Let's define a "classification system" to be an entity that answers questions of the form "is x a member of class C?" based on answers to questions about x. By consequence it should also be able to answer questions like "what are some members of C", and "what are some classes to which individual x belongs". An individual that belongs to no classes would be said to be unclassifiable.

The symbols C are arbitrary; they are given meaning by the classification system by virtue of the system's answers to questions about it. That is, when a system answers "yes" to "Is this finch a member of class 'reptile'?" that is OK because each classification system gets to define tokens like "reptile" however it wishes.

Classification systems can be characterized in various ways, for example:

  • A classification system might or might not be a transparent. A transparent system is one whose rules can be communicated well enough that anyone can correctly make judgments for it. Transparency also may allow one to answer some categorical questions such as "do all members of C have property P" or "what are the properties of members of C". The opposite of transparent would be authority-based - there is no way to check what it says.
  • A classification system might or might not be a hierarchy.

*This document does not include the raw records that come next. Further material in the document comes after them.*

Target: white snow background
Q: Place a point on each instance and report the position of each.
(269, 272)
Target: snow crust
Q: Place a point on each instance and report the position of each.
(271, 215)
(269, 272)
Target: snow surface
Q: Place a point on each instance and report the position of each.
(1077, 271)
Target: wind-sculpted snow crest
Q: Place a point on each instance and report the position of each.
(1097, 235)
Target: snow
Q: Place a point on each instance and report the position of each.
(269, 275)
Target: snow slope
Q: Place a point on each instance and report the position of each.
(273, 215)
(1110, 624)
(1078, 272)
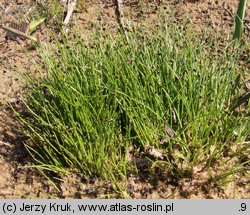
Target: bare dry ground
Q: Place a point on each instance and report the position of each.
(18, 180)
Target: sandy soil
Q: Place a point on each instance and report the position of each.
(18, 180)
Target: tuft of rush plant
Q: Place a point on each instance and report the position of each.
(239, 19)
(99, 98)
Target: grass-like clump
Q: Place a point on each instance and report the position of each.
(167, 89)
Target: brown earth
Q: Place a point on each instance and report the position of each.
(18, 180)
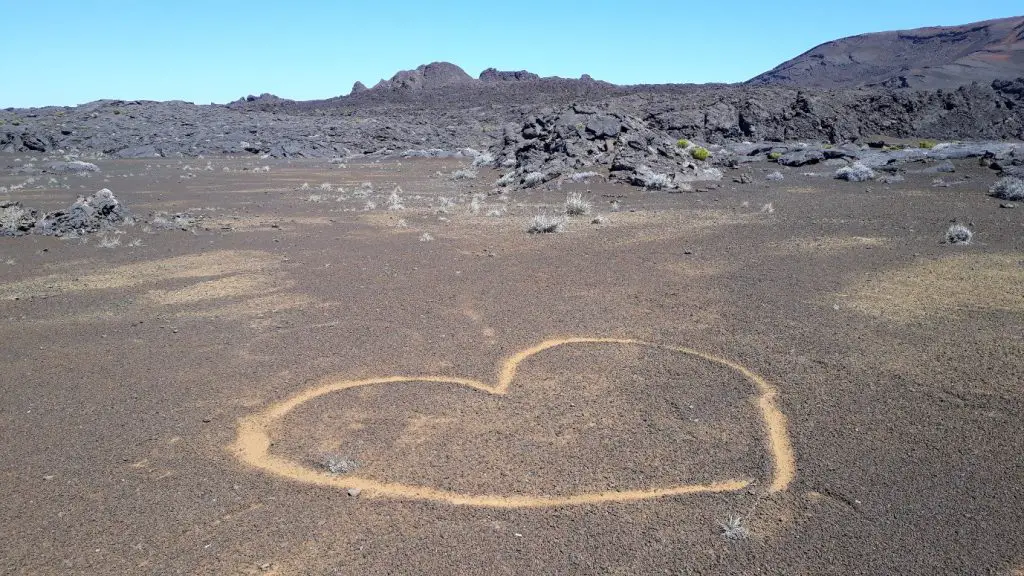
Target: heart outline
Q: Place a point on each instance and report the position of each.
(252, 444)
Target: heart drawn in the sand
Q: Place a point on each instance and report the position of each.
(253, 442)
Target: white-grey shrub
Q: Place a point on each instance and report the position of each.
(581, 176)
(464, 174)
(483, 159)
(444, 205)
(577, 205)
(532, 178)
(394, 200)
(958, 234)
(506, 179)
(856, 172)
(546, 223)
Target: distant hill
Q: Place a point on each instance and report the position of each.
(926, 57)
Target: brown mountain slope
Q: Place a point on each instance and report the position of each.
(926, 57)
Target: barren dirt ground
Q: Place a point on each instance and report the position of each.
(828, 371)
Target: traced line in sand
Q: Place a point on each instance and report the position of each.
(253, 442)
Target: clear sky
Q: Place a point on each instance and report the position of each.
(72, 51)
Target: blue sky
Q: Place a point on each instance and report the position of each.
(72, 51)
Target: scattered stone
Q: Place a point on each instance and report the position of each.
(92, 213)
(178, 220)
(15, 219)
(73, 167)
(802, 158)
(856, 172)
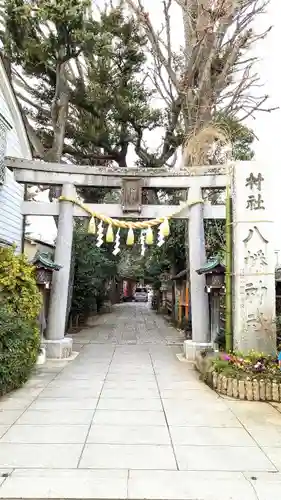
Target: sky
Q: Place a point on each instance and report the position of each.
(265, 125)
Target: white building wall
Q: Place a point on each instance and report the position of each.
(11, 193)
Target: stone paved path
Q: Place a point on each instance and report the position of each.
(126, 419)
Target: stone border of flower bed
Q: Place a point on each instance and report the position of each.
(250, 390)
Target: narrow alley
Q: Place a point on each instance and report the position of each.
(127, 419)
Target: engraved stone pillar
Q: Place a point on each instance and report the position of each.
(4, 128)
(253, 259)
(56, 345)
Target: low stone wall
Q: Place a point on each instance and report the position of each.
(250, 390)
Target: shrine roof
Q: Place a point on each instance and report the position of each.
(211, 265)
(44, 259)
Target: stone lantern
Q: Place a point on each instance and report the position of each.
(164, 279)
(214, 272)
(44, 269)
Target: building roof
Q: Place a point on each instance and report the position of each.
(211, 265)
(44, 259)
(40, 242)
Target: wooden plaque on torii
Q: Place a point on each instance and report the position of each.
(132, 194)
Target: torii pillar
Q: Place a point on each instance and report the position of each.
(197, 258)
(57, 345)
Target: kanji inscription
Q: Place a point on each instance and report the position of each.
(255, 200)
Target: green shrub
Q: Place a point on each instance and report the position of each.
(19, 346)
(18, 289)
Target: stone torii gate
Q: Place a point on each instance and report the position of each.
(194, 180)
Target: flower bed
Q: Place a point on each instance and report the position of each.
(254, 377)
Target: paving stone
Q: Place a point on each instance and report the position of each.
(60, 392)
(267, 486)
(8, 403)
(57, 409)
(274, 455)
(56, 417)
(54, 434)
(39, 455)
(130, 434)
(130, 404)
(179, 485)
(142, 392)
(202, 419)
(64, 404)
(115, 456)
(223, 458)
(8, 417)
(74, 484)
(3, 429)
(211, 436)
(116, 417)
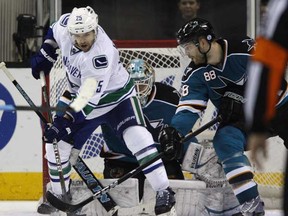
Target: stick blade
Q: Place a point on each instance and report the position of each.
(64, 206)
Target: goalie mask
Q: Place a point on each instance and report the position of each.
(82, 20)
(143, 76)
(193, 29)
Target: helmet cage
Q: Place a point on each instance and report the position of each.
(82, 20)
(194, 29)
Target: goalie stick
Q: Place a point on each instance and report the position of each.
(106, 201)
(69, 207)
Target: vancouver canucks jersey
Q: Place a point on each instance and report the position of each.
(158, 112)
(101, 62)
(204, 82)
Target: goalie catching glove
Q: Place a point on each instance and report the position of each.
(170, 141)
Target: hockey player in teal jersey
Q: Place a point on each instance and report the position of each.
(217, 72)
(159, 102)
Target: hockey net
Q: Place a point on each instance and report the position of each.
(169, 65)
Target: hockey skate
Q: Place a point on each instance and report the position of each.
(165, 203)
(254, 207)
(46, 208)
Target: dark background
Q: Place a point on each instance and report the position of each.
(160, 19)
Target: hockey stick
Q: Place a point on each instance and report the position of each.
(82, 169)
(87, 90)
(68, 207)
(55, 145)
(9, 107)
(107, 202)
(20, 89)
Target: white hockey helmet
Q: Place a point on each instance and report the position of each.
(143, 76)
(82, 20)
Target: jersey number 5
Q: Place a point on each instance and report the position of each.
(210, 75)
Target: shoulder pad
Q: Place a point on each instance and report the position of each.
(190, 68)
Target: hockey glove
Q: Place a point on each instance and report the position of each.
(57, 130)
(74, 156)
(170, 141)
(43, 60)
(231, 108)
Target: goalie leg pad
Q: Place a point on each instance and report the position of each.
(64, 152)
(141, 144)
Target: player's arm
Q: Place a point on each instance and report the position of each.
(192, 102)
(44, 59)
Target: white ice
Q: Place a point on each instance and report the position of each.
(28, 208)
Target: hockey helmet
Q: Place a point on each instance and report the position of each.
(82, 20)
(143, 76)
(192, 30)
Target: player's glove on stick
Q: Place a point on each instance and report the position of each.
(43, 60)
(231, 108)
(74, 156)
(170, 141)
(57, 130)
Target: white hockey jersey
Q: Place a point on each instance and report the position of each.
(101, 62)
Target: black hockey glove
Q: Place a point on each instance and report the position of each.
(231, 108)
(57, 130)
(169, 139)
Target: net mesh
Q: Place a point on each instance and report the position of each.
(168, 65)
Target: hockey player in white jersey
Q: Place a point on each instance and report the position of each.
(87, 52)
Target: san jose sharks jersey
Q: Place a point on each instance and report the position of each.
(208, 82)
(158, 112)
(101, 62)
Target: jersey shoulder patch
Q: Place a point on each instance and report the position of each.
(64, 20)
(100, 61)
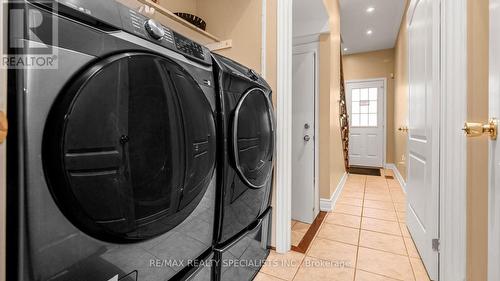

In a hierarchy, for any two classes, either one is a subclass of the other, or vice versa. (By 'A is a subclass of B' I mean that whenever the system judges x to be a member of A, it will also judge x to be a member of B.)
  • A classification system might or might not be complete, in the sense of being willing to answer all "is x a member of C" questions either yes or no (never "I don't know" or "I won't say").

Classes in a classification system can have properties, too:

  • A class C is descent-closed if whenever x is descended from y, and y is in C, then x is in C. This may require positing the existence of unobservable individuals y, so that such statements can be made.
  • A class C is a species if all of its members are conspecific with some designated type specimen. Transparency would require a reproducible rule for making judgments of conspecificity.
  • A class C is a clade if it is descent-closed and if C started out as a conspecific cohort (that is, there was/is a time up until which all its extent members were conspecific). To be transparent, such a judgment would require a common understanding of conspecificity, which could be achieved either by fiat or by persuasion.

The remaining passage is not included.